Historical setting: 584 C.E. The house of Eve
I see that miss-fit white tunic so carefully stitched by my daughter-in-law’s rigid fingers of orthodoxy. It’s folded neatly by the door ready to be returned to its maker, Colleta, with my rejection.
“Wait Eve. Let us slide the white tunic over his arms. It will help support his groping stiff limbs folded over his heart forever in prayer, at least until his spirit wanders off.” And of he will need the gapping back for his wings were angels really beset with wings, as maybe they are.
So Eve and I dress Nic as an earthly notion of angel preparing him for his flight into God’s embrace of forever. Surely Nic’s spirit will smile when the abbot unties his woolen robe and finds him fit out in the fullness of angel as I always knew him to be.

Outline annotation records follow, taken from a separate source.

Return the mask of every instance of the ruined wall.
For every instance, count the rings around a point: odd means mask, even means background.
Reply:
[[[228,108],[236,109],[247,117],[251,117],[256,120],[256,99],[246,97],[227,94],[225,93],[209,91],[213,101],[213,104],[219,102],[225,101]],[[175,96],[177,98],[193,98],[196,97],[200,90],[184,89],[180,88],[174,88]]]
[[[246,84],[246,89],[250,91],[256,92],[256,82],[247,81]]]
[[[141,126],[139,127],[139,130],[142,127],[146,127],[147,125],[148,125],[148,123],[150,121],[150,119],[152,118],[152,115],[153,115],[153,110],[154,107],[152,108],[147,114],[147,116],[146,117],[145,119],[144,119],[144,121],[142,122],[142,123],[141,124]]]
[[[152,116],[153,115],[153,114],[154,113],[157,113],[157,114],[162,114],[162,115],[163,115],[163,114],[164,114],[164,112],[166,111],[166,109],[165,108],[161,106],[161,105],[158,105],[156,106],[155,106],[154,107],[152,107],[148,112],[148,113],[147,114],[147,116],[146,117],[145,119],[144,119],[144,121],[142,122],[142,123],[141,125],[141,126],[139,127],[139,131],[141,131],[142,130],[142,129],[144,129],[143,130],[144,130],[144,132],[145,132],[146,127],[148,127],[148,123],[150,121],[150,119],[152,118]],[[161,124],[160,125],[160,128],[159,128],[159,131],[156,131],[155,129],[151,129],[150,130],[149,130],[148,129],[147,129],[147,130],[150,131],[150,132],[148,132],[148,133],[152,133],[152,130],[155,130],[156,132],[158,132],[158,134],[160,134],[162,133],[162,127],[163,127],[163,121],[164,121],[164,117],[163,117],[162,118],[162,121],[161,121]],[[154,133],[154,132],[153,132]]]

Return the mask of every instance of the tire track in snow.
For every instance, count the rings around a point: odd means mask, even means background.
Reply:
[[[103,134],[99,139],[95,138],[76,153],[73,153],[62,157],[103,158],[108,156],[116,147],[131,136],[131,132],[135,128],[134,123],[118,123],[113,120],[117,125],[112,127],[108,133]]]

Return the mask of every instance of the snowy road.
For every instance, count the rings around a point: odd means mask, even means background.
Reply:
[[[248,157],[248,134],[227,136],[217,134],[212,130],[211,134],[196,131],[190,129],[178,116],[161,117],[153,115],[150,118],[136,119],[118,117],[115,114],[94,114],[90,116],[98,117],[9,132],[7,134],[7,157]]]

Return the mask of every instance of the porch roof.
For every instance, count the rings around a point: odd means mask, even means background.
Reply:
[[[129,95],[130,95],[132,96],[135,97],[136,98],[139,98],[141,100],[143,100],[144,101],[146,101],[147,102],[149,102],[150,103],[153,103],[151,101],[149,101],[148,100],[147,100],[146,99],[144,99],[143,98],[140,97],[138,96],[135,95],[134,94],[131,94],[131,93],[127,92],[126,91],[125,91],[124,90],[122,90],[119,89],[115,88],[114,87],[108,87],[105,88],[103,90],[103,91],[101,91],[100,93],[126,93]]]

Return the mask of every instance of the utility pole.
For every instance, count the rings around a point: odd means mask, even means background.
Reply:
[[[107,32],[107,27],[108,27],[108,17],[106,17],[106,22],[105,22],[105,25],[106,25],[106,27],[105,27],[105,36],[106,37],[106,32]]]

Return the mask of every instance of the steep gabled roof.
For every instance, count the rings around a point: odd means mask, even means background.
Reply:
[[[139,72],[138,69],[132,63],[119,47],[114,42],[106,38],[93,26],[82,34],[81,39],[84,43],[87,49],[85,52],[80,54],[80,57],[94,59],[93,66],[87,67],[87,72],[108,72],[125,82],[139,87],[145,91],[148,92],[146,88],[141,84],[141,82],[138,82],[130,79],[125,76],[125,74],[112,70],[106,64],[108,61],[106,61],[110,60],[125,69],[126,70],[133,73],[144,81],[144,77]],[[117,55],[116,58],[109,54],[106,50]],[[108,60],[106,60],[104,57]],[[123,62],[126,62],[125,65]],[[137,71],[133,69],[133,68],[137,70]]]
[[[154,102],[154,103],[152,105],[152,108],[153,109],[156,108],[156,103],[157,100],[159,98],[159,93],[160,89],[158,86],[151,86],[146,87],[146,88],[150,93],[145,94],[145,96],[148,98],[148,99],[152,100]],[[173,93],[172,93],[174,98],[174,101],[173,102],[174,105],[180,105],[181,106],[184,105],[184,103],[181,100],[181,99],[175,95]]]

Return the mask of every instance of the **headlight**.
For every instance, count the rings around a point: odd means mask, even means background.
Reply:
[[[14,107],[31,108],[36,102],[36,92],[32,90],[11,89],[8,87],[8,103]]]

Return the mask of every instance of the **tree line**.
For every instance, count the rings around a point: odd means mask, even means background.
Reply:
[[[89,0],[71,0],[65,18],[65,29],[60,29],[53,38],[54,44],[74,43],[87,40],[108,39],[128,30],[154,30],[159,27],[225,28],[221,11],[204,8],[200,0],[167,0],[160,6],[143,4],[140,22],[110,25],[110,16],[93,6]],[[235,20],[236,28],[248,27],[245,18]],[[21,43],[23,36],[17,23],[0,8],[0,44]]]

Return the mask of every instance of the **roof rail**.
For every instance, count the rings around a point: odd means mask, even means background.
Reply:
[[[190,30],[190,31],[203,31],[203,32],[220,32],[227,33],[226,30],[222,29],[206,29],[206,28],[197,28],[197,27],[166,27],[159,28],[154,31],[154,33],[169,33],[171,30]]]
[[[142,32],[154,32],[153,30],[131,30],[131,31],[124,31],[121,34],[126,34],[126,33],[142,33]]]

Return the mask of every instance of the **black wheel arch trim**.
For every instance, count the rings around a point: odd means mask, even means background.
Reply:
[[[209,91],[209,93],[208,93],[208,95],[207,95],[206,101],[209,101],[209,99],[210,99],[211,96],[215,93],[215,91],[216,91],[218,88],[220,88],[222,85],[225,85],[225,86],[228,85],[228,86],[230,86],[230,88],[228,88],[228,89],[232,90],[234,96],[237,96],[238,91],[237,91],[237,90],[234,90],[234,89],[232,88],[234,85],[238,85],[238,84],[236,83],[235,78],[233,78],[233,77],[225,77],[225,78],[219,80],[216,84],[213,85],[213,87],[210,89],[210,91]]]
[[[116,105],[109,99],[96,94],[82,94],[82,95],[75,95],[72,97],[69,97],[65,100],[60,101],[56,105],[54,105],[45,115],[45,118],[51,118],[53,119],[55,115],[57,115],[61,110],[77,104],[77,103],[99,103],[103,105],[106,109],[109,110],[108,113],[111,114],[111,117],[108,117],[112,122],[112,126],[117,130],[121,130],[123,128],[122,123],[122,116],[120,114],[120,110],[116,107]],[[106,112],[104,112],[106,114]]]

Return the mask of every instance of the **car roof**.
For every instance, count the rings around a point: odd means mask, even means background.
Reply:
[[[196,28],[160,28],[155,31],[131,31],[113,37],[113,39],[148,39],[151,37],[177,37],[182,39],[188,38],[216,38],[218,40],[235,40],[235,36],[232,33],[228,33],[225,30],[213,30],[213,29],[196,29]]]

When the abbot speaks the eulogy and echoes the psalm everyone who listens will know he was, for this friend who knew him well, the true patron saint.”

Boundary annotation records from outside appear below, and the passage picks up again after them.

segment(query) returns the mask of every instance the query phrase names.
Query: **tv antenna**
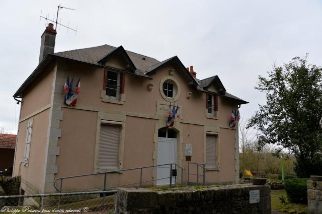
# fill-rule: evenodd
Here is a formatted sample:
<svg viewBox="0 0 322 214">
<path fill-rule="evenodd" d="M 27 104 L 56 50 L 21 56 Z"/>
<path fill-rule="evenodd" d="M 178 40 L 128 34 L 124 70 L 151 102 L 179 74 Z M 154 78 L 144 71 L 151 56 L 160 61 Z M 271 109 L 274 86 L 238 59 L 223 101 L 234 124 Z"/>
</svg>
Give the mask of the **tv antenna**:
<svg viewBox="0 0 322 214">
<path fill-rule="evenodd" d="M 67 10 L 71 10 L 72 11 L 75 11 L 75 9 L 73 9 L 72 8 L 66 8 L 65 7 L 63 7 L 61 5 L 59 5 L 57 7 L 57 16 L 56 17 L 56 21 L 54 21 L 54 20 L 55 20 L 55 16 L 54 15 L 54 18 L 53 19 L 53 20 L 51 20 L 50 19 L 49 19 L 49 14 L 48 13 L 46 13 L 46 17 L 44 17 L 43 16 L 42 16 L 42 9 L 41 9 L 41 12 L 40 13 L 40 20 L 41 21 L 41 18 L 44 19 L 45 19 L 45 25 L 47 25 L 47 23 L 48 22 L 48 21 L 51 21 L 52 22 L 53 22 L 54 23 L 56 24 L 56 26 L 55 27 L 55 30 L 56 30 L 57 29 L 57 25 L 59 25 L 59 29 L 60 29 L 60 26 L 62 26 L 64 27 L 65 28 L 66 28 L 67 29 L 67 32 L 68 33 L 68 30 L 70 30 L 71 31 L 74 31 L 75 32 L 75 36 L 76 36 L 76 34 L 77 33 L 77 27 L 76 27 L 76 30 L 75 29 L 73 29 L 71 28 L 69 28 L 69 23 L 68 22 L 68 25 L 66 26 L 65 25 L 62 25 L 61 24 L 61 18 L 60 18 L 60 21 L 59 22 L 58 22 L 58 14 L 59 13 L 59 11 L 61 9 L 67 9 Z"/>
</svg>

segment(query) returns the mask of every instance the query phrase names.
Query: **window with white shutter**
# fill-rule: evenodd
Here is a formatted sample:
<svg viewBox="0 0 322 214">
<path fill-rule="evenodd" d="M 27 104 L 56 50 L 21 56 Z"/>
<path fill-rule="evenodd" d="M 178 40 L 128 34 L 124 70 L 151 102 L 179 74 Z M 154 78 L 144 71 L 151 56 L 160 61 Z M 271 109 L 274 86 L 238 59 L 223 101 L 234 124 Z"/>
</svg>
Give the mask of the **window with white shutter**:
<svg viewBox="0 0 322 214">
<path fill-rule="evenodd" d="M 217 135 L 206 136 L 206 166 L 207 167 L 217 167 Z"/>
<path fill-rule="evenodd" d="M 101 125 L 98 168 L 100 169 L 119 168 L 119 145 L 121 126 Z"/>
<path fill-rule="evenodd" d="M 31 142 L 31 131 L 32 129 L 32 122 L 29 121 L 27 127 L 27 137 L 26 139 L 26 147 L 25 149 L 25 157 L 24 158 L 24 166 L 28 166 L 29 161 L 29 153 L 30 152 L 30 142 Z"/>
</svg>

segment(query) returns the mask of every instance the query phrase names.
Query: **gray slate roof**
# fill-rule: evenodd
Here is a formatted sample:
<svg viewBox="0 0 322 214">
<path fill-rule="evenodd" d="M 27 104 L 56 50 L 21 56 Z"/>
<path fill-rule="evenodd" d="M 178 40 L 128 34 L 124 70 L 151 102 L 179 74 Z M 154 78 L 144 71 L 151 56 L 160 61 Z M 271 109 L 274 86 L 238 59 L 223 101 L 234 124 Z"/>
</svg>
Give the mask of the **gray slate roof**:
<svg viewBox="0 0 322 214">
<path fill-rule="evenodd" d="M 204 79 L 203 80 L 200 80 L 198 82 L 199 84 L 200 88 L 204 88 L 208 86 L 211 82 L 217 77 L 217 75 L 213 76 L 212 77 L 208 77 L 208 78 Z"/>
<path fill-rule="evenodd" d="M 89 63 L 93 65 L 102 66 L 102 65 L 98 63 L 100 60 L 108 55 L 109 53 L 112 52 L 117 48 L 116 47 L 108 45 L 104 45 L 92 48 L 58 52 L 52 55 L 48 54 L 20 86 L 19 89 L 14 95 L 14 97 L 16 98 L 22 96 L 24 91 L 27 88 L 31 83 L 41 73 L 43 69 L 51 62 L 54 57 L 69 59 L 78 62 Z M 150 78 L 148 76 L 149 72 L 153 71 L 162 65 L 171 61 L 171 60 L 174 58 L 178 58 L 178 57 L 175 56 L 162 62 L 160 62 L 151 57 L 129 51 L 125 50 L 125 51 L 137 69 L 135 71 L 135 74 L 148 78 Z M 144 60 L 143 58 L 144 59 Z M 180 61 L 179 58 L 178 58 L 178 59 Z M 181 64 L 182 64 L 181 61 L 180 61 L 180 62 Z M 183 65 L 182 65 L 182 66 L 184 66 Z M 188 75 L 191 76 L 189 72 L 188 72 L 187 73 Z M 208 86 L 209 84 L 217 77 L 217 76 L 215 75 L 199 81 L 198 79 L 194 79 L 194 80 L 197 81 L 196 82 L 197 83 L 196 84 L 199 84 L 199 85 L 197 86 L 197 90 L 206 93 L 208 92 L 206 90 L 204 89 L 204 88 Z M 223 87 L 223 86 L 222 86 Z M 224 95 L 224 96 L 236 100 L 237 101 L 238 103 L 248 103 L 248 102 L 227 92 L 225 93 L 225 95 Z"/>
<path fill-rule="evenodd" d="M 93 65 L 101 65 L 98 63 L 103 57 L 112 52 L 117 48 L 108 45 L 92 48 L 76 49 L 71 51 L 58 52 L 54 55 L 74 60 L 84 62 Z M 160 62 L 154 58 L 137 54 L 129 51 L 126 53 L 133 62 L 134 66 L 139 71 L 136 72 L 136 74 L 145 76 L 144 73 L 150 67 Z M 145 60 L 143 60 L 144 58 Z"/>
</svg>

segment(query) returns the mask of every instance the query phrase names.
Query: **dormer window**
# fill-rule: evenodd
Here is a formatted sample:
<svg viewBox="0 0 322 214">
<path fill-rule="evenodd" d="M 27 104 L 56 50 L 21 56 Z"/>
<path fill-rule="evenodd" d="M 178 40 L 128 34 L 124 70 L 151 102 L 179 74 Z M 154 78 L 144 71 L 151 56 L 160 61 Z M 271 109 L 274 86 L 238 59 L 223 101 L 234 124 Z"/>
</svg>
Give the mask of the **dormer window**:
<svg viewBox="0 0 322 214">
<path fill-rule="evenodd" d="M 175 86 L 170 80 L 163 83 L 162 89 L 163 93 L 167 97 L 172 98 L 175 95 Z"/>
<path fill-rule="evenodd" d="M 218 97 L 217 95 L 207 94 L 206 99 L 206 117 L 217 119 Z"/>
<path fill-rule="evenodd" d="M 106 96 L 119 99 L 120 96 L 120 73 L 109 71 L 106 79 Z"/>
<path fill-rule="evenodd" d="M 209 114 L 213 114 L 214 108 L 214 96 L 211 94 L 207 95 L 207 109 Z"/>
</svg>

When did it happen that all saints are dead? When Paul wrote of saints he was naming living people. So did saints become always dead when the first saints died? I know the naming of saints wrankled local bishops who argued over the power to bestow. So now it seems the rule of the Church that all saints must be dead and they best be martyrs. Dead saints isn’t a teaching of Jesus or Paul, or even a God thing. It’s a Church thing [Footnote] offering the added assurance that no saint may yet sin.
Ezra and Daniel are here to take Nic’s body back to Ligugé where he will be buried as he always wished. I can only sit on the bench and watch out the door as they take him. And now, there is little Anatase with a new gleaming scythe cutting bundles of fresh herbs and filling the wagon with the fragrant bouquets.
Daniel comes back to walk with me back to the place I’ve been assigned by Eve.
“Thank you Daniel, but please know, I will soon return to my full strength and I will be useful to you and your papa.”
Anatase comes in completely fragranced in rosemary and lavender buds. She sits down by me to tell me what she has been up to.